But something told me I would recognize the college boy who got off the plane last night. And that something was the text he sent after I failed to check him in for his flight fast enough to allow him to board with the first group:
"B15? Were you even trying?"
I hadn't seen him since leaving him in Los Angeles in August. But it seems like only yesterday I was cleaning his room, stocking the refrigerator with food he will leave half-eaten in various places around the house, and listening to him complain about our holiday plans. Why would I make plans that force him to spend New Year's Eve with his family? What was I thinking?
I don't know what I was thinking. I haven't really had time to think about it. It's been a busy four months since I said goodbye and watched as he walked away across the USC campus.
The next few hours were long and a little weepy, and I wondered, what would life be like without him? Then he called to remind me he had left his goggles and swimsuit at home and wanted to get in the pool right way.
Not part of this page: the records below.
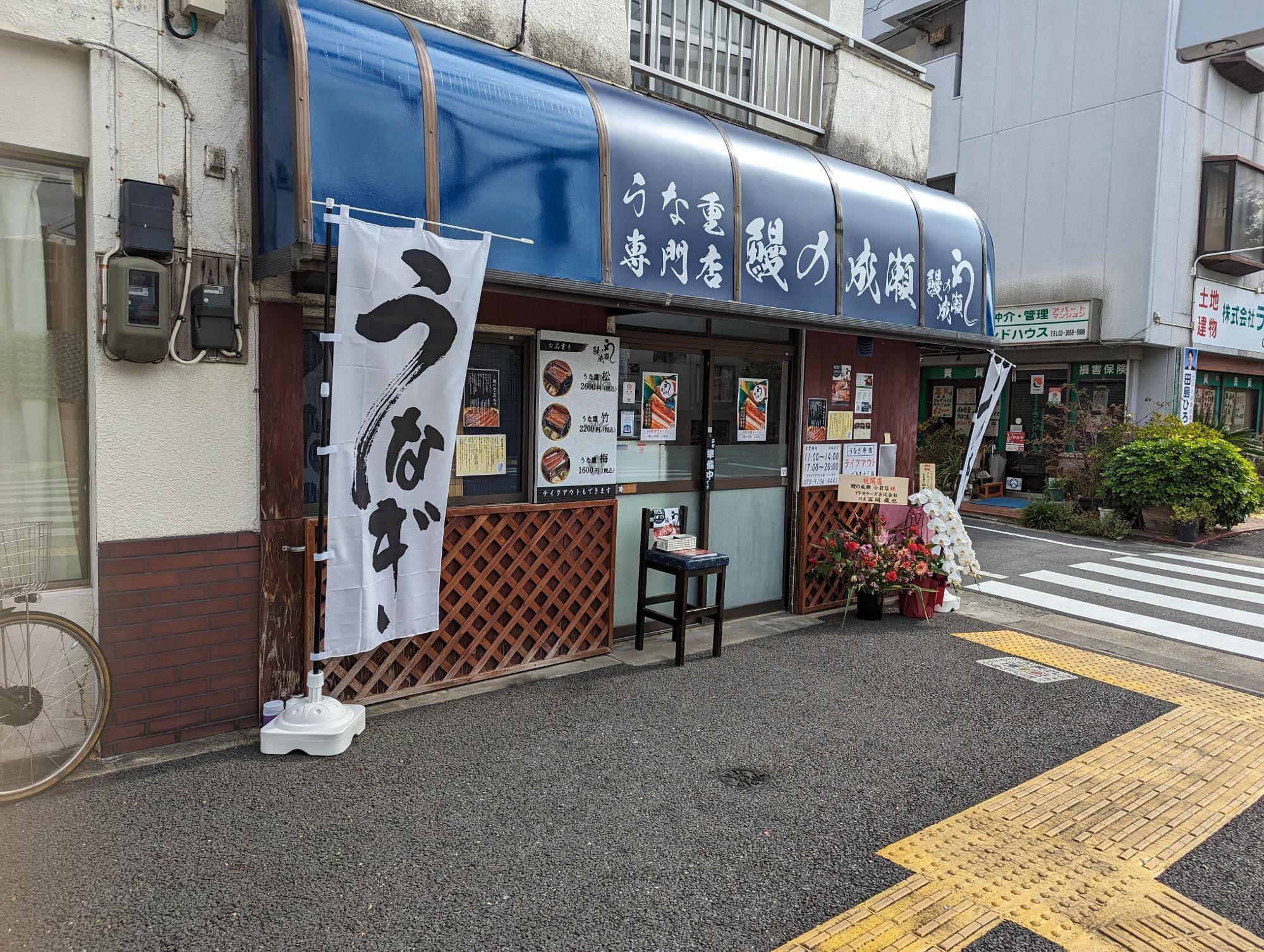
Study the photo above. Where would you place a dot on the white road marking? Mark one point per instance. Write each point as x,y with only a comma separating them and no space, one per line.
1189,634
1191,571
1166,582
1222,563
1208,610
1042,539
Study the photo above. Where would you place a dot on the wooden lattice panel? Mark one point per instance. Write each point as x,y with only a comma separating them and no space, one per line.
523,586
820,511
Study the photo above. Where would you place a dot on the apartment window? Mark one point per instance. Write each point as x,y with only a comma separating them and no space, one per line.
1232,216
44,357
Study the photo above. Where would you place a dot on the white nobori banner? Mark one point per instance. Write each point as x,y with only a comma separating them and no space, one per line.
408,302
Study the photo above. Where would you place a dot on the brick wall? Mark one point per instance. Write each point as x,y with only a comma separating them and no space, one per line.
180,629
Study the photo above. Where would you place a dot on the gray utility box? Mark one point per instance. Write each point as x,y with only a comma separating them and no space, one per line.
138,309
146,218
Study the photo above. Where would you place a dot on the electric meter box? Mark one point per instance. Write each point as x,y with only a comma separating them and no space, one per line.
146,218
138,309
213,318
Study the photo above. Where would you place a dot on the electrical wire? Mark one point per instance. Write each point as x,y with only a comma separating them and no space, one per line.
523,30
171,27
188,205
237,269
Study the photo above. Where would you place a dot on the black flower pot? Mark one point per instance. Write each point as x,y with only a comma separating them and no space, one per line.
869,607
1188,532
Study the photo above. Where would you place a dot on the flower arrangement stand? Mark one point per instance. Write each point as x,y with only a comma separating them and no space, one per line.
682,567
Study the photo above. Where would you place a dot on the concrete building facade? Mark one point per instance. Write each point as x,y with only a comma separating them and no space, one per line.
1081,140
156,476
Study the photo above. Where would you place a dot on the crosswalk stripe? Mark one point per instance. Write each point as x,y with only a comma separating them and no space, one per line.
1167,582
1189,634
1190,571
1209,610
1222,563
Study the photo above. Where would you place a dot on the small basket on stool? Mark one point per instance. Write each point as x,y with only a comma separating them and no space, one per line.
682,567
Could I get to a sporting goods store and back to campus before my flight left?
There were a million little logistics to iron out when I returned home. There were care packages, financial aid details, requests for money. There were navigation glitches and more care packages and requests for more money. It was almost Thanksgiving before I started to think of him as "not here." He wouldn't be coming home; air fare was too expensive. What will you eat? I asked him.
He told me not to worry. His Dickensian childhood had left him well prepared for such hardship.
"I spent my entire childhood scrabbling through the refrigerator searching for unexpired food," he said.
Oh god. It is the saddest thing ever. It is impossible to number all of the ways in which I have failed him. But I know it's at least 15.